Its competitive, this mothering game. From the first time your chubby baby claps his hands you are watching other children and gleefully noticing how they compare unfavourably in their developmental milestones. This is all great until it is your child who dosnt do everything first. Then it becomes panicked observing (please let him not be able to put on his shoes! Please let him wait for help on that climbing frame! No, up he goes, agile as a monkey. Gross motor skills bang up to date, particular strengths being balance, core strength and general showing off.) Meanwhile my little lad reclines in his buggy, thumb in mouth, waiting for me to encourage him to climb out and brave the baby swing.
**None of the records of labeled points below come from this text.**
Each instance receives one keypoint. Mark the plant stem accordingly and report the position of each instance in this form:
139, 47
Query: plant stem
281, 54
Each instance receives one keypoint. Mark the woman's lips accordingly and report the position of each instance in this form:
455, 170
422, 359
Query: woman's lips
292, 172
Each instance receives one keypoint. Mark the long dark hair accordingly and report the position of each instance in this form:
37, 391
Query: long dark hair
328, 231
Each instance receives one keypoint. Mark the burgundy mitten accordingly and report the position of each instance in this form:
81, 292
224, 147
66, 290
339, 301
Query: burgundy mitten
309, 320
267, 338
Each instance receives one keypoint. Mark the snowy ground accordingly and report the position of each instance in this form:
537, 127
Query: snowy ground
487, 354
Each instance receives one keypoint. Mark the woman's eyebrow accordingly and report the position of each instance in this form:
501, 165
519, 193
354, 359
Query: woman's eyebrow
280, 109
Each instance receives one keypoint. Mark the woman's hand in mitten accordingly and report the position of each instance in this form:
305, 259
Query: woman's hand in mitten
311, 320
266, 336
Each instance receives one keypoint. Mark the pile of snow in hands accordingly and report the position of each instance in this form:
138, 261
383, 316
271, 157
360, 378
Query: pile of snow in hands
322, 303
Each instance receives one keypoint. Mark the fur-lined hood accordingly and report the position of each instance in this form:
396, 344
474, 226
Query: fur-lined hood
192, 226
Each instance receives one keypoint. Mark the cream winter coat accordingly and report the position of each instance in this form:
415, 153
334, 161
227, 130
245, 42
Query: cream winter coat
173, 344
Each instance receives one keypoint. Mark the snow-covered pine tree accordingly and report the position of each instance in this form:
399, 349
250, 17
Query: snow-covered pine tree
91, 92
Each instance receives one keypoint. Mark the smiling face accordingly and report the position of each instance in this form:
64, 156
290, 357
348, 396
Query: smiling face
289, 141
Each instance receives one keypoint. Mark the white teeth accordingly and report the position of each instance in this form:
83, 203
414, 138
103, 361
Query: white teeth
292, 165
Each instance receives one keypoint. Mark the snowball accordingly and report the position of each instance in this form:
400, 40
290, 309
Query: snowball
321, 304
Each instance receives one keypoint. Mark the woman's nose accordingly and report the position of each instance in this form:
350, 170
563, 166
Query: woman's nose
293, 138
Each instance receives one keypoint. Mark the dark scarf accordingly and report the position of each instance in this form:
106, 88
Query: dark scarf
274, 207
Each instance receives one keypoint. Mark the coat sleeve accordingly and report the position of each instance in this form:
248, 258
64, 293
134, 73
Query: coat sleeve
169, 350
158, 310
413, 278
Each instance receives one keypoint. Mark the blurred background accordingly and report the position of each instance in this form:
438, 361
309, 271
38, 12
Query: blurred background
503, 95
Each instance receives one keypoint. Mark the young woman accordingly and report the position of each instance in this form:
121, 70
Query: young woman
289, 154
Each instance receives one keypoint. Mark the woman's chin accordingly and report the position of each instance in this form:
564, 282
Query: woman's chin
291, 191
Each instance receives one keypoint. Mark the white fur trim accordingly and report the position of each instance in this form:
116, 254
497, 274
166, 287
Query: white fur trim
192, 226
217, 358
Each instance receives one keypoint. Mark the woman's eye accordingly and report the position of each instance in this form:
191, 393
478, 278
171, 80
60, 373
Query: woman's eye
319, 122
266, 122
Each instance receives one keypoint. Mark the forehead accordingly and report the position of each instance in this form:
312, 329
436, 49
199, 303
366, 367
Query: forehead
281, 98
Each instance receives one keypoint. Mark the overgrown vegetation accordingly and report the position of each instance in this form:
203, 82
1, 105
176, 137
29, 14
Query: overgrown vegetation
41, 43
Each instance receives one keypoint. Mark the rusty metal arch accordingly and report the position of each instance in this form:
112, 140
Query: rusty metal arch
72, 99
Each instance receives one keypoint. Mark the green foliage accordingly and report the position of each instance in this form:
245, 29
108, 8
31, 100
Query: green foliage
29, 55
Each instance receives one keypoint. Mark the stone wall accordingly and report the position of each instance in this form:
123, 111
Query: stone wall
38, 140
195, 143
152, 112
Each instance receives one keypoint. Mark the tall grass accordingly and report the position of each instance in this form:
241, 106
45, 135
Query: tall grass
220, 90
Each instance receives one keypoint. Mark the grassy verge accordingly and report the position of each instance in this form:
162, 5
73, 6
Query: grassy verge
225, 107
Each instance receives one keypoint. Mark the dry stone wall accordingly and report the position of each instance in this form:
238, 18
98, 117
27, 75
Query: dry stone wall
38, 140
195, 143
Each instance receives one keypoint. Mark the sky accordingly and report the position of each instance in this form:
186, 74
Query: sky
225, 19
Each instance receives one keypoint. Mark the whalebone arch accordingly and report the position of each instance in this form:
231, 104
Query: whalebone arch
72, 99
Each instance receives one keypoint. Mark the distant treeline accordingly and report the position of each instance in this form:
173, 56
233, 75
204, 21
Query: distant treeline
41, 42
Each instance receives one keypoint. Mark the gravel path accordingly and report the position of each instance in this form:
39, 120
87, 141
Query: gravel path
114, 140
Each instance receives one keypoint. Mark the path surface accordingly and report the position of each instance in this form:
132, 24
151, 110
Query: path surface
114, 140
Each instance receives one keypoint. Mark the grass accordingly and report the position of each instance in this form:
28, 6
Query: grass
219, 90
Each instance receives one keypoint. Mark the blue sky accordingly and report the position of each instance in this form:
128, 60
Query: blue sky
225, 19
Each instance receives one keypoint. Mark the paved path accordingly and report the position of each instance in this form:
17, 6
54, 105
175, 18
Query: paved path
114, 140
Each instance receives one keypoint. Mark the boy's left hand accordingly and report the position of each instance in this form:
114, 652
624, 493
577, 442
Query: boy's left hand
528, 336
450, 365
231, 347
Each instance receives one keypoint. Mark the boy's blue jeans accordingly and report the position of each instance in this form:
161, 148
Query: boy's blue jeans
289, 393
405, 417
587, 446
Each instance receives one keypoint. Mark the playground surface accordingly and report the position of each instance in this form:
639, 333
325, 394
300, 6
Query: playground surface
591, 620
As a reward for all this work, I had promised a treat to be chosen by each boy. Neily chose Skullduggery Pleasant the faceless ones. Rowan chose the Pokemon annual. So one dull Wednesday morning I headed off to the bookshop to keep my promise. Skullduggary Pleasant was on the shelf but the annual was another issue. It was February and seemingly annuals (despite their name) are only readily available at Christmas. Secondly, annuals are not really considered books by book shop people. Their response was, generally “Annuals” (puzzled look followed by recognition...oh you mean books for people who don’t really read. No, we don’t have any left since the people who only come in here at Christmastime bought them all.) And then “Pokemon? Oh no, we never had that one in the first place.” By the third bookshop I was asking for the Pokemon Annual in hushed tones, as if I was asking for pornography or marriage guidance counselling workbooks whilst sporting a black eye. Apologising for not asking for Roald Dahl or J K Rowling or something that is quite definitely a book. I was even offered the Roald Dahl Annual and the Harry Potter Annual which sensibly, the people who had bought annuals at Christmas time had rejected, the whole point of an annual being that its not any good if it doesn’t have a picture of a character from Nick Toons on the cover. My husband got it in a discount book shop in the end and Rowan has been poring over it ever since.